A quick overview of Nevada’s several kinds of business entities
March 4, 2012
There are several types of business entities in Nevada. Each entity has its own specific benefits, and drawbacks. Which entity is right for your business depends upon many factors, including the size of your business, your goals, and the risk inherent in your industry.
Nevada offers limited partnerships. A limited partnership is an agreement between several people to operate a business. In a limited partnership, one partner – called the general partner – runs the business. As the person running the business, the general partner is directly liable and at risk for any of the company’s liabilities. Such liabilities might include broken contracts, bad debts, or claims for personal or property damage from customers or employees. However, the limited partners (i.e. any partner who is not the general partner) are insulated from such claims. Limited partnerships are taxed on a “flow through” basis, which means that the net profits of the limited partnership are reported on the partner’s tax returns directly.
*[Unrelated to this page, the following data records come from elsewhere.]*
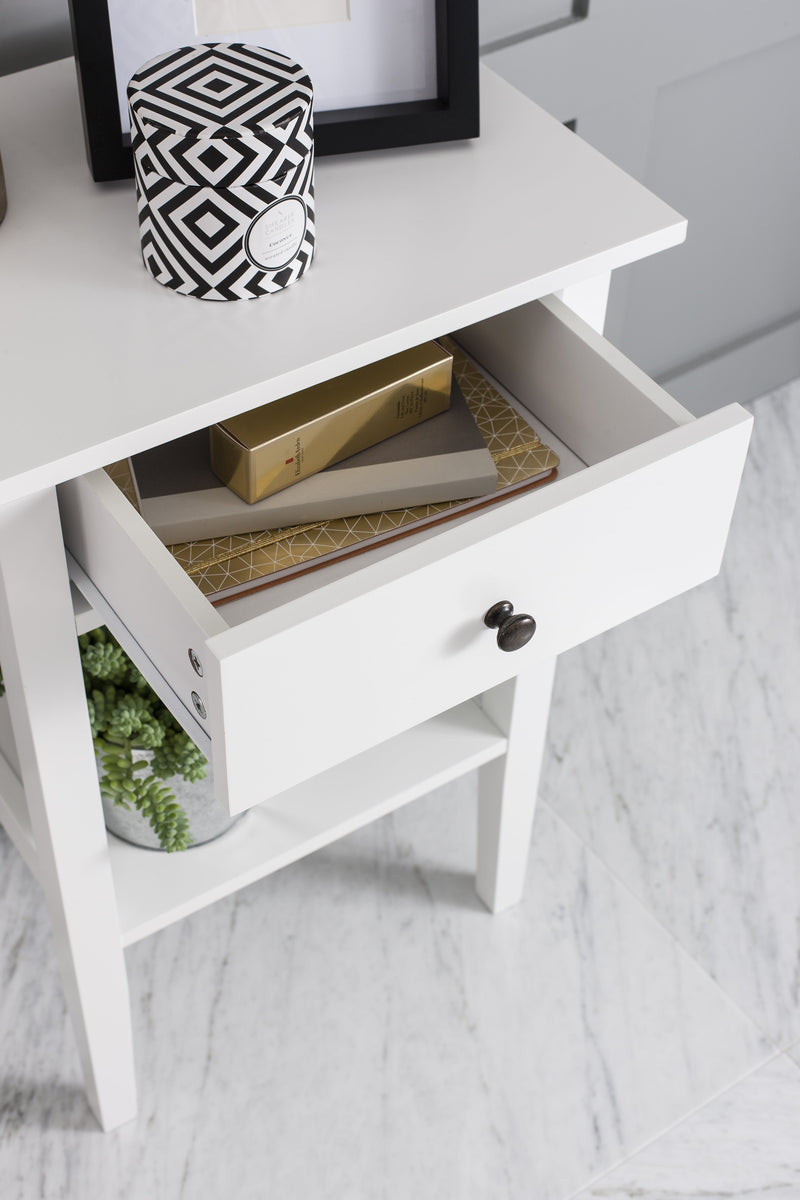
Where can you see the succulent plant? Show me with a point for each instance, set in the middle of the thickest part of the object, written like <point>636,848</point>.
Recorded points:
<point>126,715</point>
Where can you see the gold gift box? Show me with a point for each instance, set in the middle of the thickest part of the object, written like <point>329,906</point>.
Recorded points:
<point>270,448</point>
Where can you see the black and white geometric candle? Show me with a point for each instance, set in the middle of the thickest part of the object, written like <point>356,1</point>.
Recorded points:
<point>223,153</point>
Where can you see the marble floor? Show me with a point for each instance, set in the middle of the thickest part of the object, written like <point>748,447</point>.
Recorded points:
<point>358,1027</point>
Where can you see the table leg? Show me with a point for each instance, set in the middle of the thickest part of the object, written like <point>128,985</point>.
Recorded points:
<point>48,713</point>
<point>507,787</point>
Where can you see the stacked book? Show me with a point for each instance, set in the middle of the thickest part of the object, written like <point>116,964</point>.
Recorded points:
<point>471,453</point>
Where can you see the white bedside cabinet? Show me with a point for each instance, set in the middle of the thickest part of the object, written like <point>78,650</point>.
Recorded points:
<point>371,682</point>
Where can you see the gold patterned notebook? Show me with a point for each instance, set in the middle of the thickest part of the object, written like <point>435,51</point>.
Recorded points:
<point>224,568</point>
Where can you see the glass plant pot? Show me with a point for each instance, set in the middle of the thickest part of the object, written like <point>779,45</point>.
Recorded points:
<point>206,817</point>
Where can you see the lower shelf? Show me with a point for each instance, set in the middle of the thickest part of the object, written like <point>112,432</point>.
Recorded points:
<point>155,889</point>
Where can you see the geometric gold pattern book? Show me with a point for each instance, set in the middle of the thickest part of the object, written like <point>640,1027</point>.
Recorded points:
<point>224,568</point>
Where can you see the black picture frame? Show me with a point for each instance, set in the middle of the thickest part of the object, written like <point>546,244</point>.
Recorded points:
<point>452,114</point>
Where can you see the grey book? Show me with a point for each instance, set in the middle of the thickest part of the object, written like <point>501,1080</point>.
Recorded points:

Nevada also has limited liability companies. A limited liability company is owned by a member, or group of members. The rights and responsibilities between the members are defined by an operating agreement. Often, one or more members are singled out as the “manager,” or the person responsible for running the business. Although this looks very similar to a limited partnership, the manager of an LLC is generally not at personal risk for the company’s liabilities. Instead, under the protection of an LLC, there is a “veil” between the individual members and the business which protects the individuals from the business’s liabilities. Generally, an LLC is taxed on a flow through basis like a partnership, although the members can elect to have it taxed like a corporation.
A corporation is a business that is owned by shareholders. The shareholders vote to elect a board, and the board runs the business. Corporations have the strongest legal protection in that it shields the shareholder-owners from the liabilities of the business. However, corporations are often highly structured with required annual meetings and may have complicated by-laws.
Additionally, corporations are directly taxed so that any income paid out to a shareholder as dividends often experiences a double taxation – once as profit for the corporation, and second as dividend income to the individual. Such taxes, however, can be planned for and often minimized.
Which business entity is best for you depends on a myriad of factors. The level of protection you might need from business liabilities, the best way to minimize taxes, and the best structure for flexibility all need to be considered when forming a business entity. There is no one-size-fits-all company.